I try to use connectedness but all the spaces aforementioned are connected. I have no clue on how to solve the problem.
Question:
Can someone provide me hints?   
Thanks in advance! 
 A: The Sorgenfrey line is separable ($\mathbb{Q}$ is dense in it) but not second countable: if $\mathcal{B}$ is any base for the Sorgenfrey topology, then pick $B(x) \in \mathcal{B}$ such that $x \in B_x \subseteq [x,x+1)$. This can be done by virtue of $\mathcal{B}$ being a base for that topology, and the fact all sets $[x,x+1)$ are open.
If then $x < y$, then $x \notin B(y)$ while $x \in B(x)$ so $B(x) \neq B(y)$. This shows that all $B(x)$ are distinct for distinct $x \in \mathbb{R}$. So every base for the Sorgenfrey line is uncountable (even of size $\mathfrak{c} = |\mathbb{R}|$).
In a metrisable space $X$, if $X$ is separable it has a countable base.
So the Sorgenfrey line cannot be homeomorphic to (any subspace of) a metrisable space, including $\mathbb{R}$ or the plane in its usual topologies.
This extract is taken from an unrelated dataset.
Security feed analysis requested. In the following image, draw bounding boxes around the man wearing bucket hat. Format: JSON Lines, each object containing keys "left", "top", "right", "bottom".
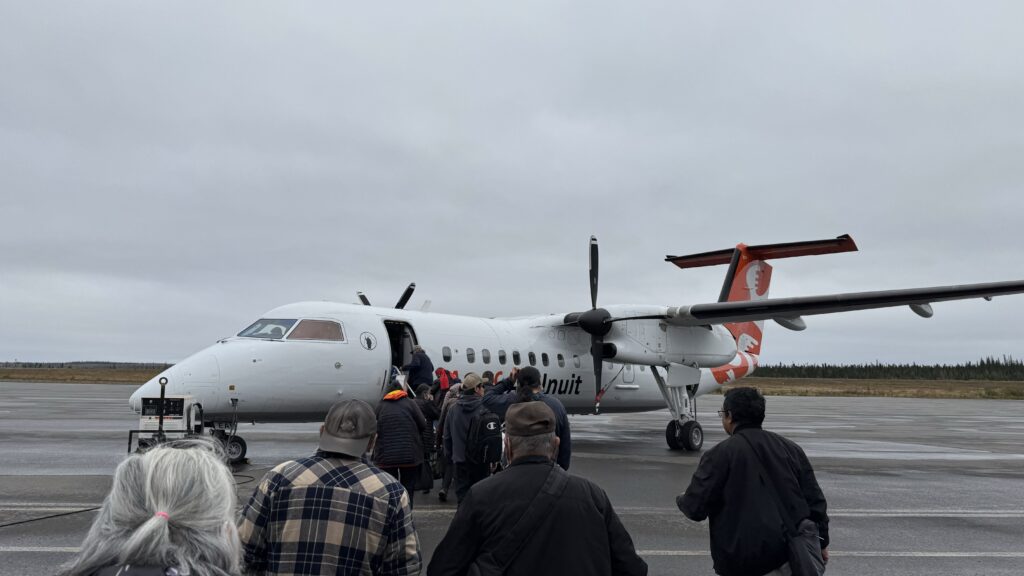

A: Hint: the Sorgenfrey line is not connected, in fact it is totally disconnected, namely any subspace with more than one element fails to be connected. 
As pointed out by Henno though some subspaces or $\mathbb{R}$ are totally disconnected, so this won't give you the full answer you are looking for. 
Different approach: the Sorgenfrey line is not second countable.